The Arab League has also approved of cutting flights to Syria by 50 per cent.
The Arab League last Sunday approved sweeping sanctions against President Bashar al-Assad's government over the crackdown, the first time that the bloc has enforced such measures against one of its own members.
The vote on sanctions came after Damascus defied an earlier ultimatum to accept observers under an Arab League peace plan and put an end to the eight-month crackdown.
Syria's Foreign Minister Walid Muallem said last month that the wording of the text to send observers undermined the country's sovereignty because it "totally ignores the Syrian state, even coordination with the Syrian state."
Ongoing violence
Syrian state agency on Sunday reported that a funeral procession was held for 13 soldiers who were killed by "terrorists".
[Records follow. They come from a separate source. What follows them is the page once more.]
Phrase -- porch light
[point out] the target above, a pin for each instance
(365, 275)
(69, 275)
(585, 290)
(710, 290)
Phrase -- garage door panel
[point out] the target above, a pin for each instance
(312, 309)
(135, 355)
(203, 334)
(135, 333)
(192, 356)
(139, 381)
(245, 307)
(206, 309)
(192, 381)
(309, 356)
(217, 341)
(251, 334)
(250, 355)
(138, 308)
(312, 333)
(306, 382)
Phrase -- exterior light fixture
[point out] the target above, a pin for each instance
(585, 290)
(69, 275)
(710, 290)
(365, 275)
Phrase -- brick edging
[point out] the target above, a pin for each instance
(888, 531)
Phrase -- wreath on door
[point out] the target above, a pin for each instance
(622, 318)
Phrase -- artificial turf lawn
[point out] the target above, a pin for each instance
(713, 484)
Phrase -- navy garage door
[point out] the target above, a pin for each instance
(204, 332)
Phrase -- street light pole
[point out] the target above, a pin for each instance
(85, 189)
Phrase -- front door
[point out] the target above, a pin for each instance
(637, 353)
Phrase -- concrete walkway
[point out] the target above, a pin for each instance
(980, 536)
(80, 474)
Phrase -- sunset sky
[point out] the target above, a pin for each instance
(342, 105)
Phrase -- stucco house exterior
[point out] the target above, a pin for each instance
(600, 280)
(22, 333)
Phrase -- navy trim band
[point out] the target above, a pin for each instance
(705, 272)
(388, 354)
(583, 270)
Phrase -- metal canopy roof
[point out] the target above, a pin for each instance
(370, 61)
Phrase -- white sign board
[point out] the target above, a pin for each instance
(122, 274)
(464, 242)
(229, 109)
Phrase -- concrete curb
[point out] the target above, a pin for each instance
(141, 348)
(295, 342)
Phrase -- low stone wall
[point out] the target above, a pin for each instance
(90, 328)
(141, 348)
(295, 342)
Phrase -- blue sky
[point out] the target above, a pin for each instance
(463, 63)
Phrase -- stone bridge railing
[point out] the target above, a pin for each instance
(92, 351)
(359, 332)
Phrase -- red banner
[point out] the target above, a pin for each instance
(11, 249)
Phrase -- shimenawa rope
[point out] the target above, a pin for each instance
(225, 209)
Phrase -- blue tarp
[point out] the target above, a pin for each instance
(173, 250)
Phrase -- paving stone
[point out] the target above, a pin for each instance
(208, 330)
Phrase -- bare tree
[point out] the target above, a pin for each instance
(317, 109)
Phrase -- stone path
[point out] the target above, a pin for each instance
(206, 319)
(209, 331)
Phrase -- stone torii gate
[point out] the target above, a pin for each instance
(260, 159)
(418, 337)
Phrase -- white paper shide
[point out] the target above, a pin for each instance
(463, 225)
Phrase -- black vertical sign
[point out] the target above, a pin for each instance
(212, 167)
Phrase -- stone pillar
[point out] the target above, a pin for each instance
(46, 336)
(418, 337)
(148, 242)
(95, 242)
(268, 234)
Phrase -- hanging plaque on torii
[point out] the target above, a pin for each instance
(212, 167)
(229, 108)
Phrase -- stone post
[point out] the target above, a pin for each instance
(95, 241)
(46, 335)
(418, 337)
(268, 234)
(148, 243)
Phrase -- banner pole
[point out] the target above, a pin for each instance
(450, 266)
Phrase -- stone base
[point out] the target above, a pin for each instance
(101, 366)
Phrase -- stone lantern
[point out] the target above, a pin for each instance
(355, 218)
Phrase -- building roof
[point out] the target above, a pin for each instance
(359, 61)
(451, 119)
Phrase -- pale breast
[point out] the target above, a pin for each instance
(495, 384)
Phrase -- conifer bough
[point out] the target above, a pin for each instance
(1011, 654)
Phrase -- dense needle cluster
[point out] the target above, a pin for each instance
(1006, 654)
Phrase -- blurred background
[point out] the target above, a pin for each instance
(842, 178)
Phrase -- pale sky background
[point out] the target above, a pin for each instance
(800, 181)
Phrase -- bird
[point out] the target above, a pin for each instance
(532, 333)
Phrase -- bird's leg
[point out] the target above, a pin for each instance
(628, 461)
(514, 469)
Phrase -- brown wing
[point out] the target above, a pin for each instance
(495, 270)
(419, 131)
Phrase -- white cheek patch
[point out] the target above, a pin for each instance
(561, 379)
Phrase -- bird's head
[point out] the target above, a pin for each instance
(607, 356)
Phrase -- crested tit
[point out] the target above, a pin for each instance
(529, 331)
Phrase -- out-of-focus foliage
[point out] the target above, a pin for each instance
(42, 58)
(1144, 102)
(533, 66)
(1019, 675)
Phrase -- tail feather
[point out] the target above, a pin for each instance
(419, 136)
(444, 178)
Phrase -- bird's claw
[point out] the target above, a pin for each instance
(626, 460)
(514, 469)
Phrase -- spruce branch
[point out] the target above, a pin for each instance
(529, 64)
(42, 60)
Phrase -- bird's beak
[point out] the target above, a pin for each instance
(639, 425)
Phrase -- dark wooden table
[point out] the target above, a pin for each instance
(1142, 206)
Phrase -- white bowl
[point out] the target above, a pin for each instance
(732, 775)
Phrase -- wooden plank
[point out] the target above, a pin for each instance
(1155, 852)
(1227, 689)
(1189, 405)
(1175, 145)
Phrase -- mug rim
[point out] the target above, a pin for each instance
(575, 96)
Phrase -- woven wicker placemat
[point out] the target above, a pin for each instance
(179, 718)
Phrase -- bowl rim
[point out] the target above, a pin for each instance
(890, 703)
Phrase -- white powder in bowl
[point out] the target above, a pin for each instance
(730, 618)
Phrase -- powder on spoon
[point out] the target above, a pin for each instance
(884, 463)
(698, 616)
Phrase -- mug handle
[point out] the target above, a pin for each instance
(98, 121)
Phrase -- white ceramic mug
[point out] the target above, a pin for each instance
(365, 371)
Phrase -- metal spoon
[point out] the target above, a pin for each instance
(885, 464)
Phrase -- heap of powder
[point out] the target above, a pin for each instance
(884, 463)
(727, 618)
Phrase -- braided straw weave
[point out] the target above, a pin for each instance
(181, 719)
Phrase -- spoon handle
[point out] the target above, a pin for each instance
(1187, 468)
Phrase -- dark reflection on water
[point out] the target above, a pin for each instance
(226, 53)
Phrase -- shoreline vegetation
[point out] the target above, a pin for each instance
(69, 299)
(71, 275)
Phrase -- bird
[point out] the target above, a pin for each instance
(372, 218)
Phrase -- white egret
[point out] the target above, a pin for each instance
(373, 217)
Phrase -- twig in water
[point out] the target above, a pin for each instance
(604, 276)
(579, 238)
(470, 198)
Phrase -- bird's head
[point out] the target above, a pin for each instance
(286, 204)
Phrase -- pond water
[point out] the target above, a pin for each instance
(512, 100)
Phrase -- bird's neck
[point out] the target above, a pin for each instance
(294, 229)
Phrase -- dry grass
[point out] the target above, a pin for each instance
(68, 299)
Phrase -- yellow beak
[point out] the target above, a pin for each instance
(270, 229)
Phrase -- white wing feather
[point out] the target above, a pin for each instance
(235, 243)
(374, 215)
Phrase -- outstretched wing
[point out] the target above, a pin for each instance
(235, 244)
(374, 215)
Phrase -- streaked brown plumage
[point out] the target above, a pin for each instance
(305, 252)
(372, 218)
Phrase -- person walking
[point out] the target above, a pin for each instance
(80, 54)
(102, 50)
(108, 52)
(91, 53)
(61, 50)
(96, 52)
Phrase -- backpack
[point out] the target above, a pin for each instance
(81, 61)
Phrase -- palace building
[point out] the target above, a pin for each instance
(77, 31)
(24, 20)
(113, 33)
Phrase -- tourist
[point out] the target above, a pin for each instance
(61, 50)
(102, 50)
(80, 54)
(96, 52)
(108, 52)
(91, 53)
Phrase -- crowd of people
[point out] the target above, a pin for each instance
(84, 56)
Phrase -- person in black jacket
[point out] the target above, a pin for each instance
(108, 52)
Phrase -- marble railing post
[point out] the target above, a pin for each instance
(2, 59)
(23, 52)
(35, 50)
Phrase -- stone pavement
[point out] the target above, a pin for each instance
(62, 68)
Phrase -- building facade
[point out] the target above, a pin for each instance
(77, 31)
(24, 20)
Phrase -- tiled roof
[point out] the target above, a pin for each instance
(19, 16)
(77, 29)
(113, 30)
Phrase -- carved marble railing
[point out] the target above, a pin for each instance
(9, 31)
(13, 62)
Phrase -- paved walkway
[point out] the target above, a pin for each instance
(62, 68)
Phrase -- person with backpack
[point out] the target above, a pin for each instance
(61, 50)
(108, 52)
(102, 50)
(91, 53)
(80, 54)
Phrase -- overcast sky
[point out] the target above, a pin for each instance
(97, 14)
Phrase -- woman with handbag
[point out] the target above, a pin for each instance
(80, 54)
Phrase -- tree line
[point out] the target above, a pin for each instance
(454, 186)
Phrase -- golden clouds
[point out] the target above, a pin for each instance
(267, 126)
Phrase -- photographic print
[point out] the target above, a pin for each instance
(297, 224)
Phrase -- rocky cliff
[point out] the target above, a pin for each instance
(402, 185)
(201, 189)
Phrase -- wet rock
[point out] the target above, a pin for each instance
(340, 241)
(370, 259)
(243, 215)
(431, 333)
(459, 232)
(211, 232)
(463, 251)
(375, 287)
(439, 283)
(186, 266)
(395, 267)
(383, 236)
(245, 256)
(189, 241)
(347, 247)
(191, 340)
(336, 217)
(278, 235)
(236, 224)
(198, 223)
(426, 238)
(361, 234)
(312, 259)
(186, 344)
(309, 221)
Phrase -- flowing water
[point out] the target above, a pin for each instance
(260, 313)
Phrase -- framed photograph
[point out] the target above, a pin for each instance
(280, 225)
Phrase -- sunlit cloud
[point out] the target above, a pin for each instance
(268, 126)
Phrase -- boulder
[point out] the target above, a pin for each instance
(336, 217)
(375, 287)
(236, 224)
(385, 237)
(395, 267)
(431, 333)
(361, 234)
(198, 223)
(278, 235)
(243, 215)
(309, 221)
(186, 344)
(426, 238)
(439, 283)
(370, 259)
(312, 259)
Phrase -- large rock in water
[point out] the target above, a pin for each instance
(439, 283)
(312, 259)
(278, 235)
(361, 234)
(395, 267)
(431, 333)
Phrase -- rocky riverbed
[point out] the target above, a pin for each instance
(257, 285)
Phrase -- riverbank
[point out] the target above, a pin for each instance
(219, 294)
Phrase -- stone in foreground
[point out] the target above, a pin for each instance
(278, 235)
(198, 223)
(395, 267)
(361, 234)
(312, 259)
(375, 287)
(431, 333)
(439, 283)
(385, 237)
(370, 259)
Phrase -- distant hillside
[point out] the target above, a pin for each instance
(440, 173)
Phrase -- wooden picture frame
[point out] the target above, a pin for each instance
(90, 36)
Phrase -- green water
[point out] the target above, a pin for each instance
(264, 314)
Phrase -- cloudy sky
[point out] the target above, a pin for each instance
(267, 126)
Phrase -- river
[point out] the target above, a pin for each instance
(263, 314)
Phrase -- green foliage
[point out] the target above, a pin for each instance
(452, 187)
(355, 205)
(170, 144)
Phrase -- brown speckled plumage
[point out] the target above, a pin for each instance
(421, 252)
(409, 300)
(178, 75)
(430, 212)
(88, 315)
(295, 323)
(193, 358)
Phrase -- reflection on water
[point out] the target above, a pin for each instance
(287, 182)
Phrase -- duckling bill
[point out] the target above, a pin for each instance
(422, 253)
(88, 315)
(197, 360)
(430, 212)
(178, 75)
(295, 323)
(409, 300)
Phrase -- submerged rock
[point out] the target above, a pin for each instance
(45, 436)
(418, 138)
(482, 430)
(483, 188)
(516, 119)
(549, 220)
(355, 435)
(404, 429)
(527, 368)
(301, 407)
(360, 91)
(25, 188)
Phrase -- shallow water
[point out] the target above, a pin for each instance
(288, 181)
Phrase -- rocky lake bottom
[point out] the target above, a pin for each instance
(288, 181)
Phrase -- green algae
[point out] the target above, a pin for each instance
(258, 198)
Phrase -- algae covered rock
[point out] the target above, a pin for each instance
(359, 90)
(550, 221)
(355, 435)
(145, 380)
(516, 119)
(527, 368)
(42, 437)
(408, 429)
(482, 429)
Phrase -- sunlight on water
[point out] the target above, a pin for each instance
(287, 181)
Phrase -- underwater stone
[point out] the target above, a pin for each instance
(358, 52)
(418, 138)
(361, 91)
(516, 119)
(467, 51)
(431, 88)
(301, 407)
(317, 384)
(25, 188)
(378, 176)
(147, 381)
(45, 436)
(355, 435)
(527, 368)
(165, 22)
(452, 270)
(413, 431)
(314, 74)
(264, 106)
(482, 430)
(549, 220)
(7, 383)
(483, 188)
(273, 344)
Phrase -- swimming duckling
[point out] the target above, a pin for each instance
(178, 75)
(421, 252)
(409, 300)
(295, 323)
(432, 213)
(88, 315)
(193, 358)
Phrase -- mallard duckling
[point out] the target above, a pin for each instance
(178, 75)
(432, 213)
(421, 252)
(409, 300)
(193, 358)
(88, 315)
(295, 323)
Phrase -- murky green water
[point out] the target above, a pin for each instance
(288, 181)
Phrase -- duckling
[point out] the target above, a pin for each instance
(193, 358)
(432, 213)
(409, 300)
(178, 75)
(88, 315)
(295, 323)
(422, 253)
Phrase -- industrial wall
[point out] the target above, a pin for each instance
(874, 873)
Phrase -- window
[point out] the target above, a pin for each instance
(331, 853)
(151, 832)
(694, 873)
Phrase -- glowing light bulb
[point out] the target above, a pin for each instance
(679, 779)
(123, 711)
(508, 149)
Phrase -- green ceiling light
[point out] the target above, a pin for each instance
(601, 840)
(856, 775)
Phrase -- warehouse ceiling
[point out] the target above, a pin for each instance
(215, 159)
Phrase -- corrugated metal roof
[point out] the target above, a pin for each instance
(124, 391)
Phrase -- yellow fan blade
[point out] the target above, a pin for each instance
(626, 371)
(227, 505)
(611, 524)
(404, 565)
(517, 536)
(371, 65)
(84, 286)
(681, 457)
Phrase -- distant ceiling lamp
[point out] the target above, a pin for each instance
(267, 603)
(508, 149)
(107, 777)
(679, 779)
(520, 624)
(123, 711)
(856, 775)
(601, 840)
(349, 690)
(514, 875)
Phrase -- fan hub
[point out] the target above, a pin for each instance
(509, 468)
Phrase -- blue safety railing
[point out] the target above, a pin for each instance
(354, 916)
"The martyrs were targaeted by the armed terrorist groups while they were in the line of duty in Damascus countryside," SANA news agency said.
Meanwhile, the Syrian Revolution General Commission, an activist group, reported that 39 people had been killed over the past two days. It added that November was the bloodiest month since the uprising started in March, with at least 734 civilians killed.
Al Jazeera's Nisreen El-Shamayleh, reporting from neighbouring Jordan, said activists told her that troops raided the town of Tal Shihab in the southern province of Daraa on Sunday morning. They said heavy gunfire was heard and that mass and random arrests had taken place.
In Homs' Al Wa'ar neighbourhood, El-Shamayleh said activists had reported that "two cars carrying troops and Assad loyalists opened fire indiscriminately [on Sunday after midnight] and killed four members of the Teebeh family. They were in the street when they came under fire."